From above the horse-gate have the priests strengthened, each over-against his house.
29 Vervolgens bouwde Sadok, de zoon van Immer, tegenover zijn huis; daarna Sjemaja, de zoon van Sjekanja en bewaker van de Oostpoort.
After them hath Zadok son of Immer strengthened, over against his house; and after him hath Shemaiah son of Shechaniah, keeper of the east gate, strengthened.
30 Vervolgens bouwden Chananja, de zoon van Sjelemja, en Chanoen, de zesde zoon van Salaf, een ander gedeelte; daarna Mesjoellam, de zoon van Berekja, tegenover zijn kamer.
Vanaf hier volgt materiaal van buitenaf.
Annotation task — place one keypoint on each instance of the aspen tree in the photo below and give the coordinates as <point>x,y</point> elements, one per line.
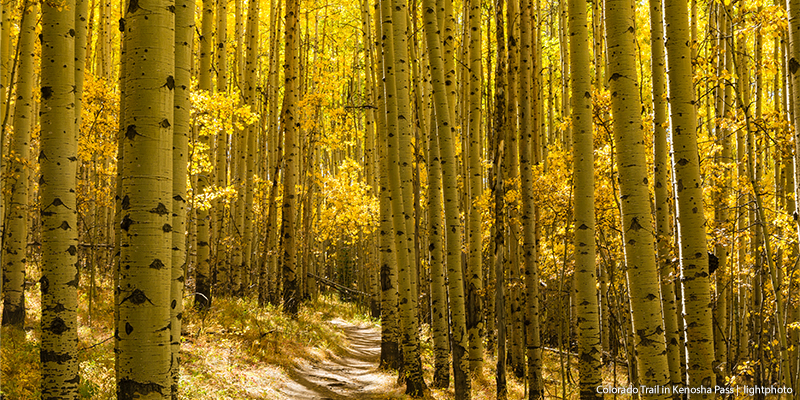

After him hath Hananiah son of Shelemiah strengthened, and Hanun the sixth son of Zalaph, a second measure; after him hath Meshullam son of Berechiah strengthened, over-against his chamber.
31 Vervolgens bouwde de goudsmid Malki-ja tot aan het huis van de tempelknechten en dat van de handelaars tegenover de Wachtpoort en tot aan de bovenbouw van het terras.
After him hath Malchijah son of the refiner strengthened, unto the house of the Nethinim, and of the merchants, over-against the gate of the Miphkad, and unto the ascent of the corner.
32 Tussen de bovenbouw van het terras tot aan de Schaapspoort bouwden de goudsmeden en de handelaars.
And between the ascent of the corner and the sheep-gate, have the refiners and the merchants strengthened.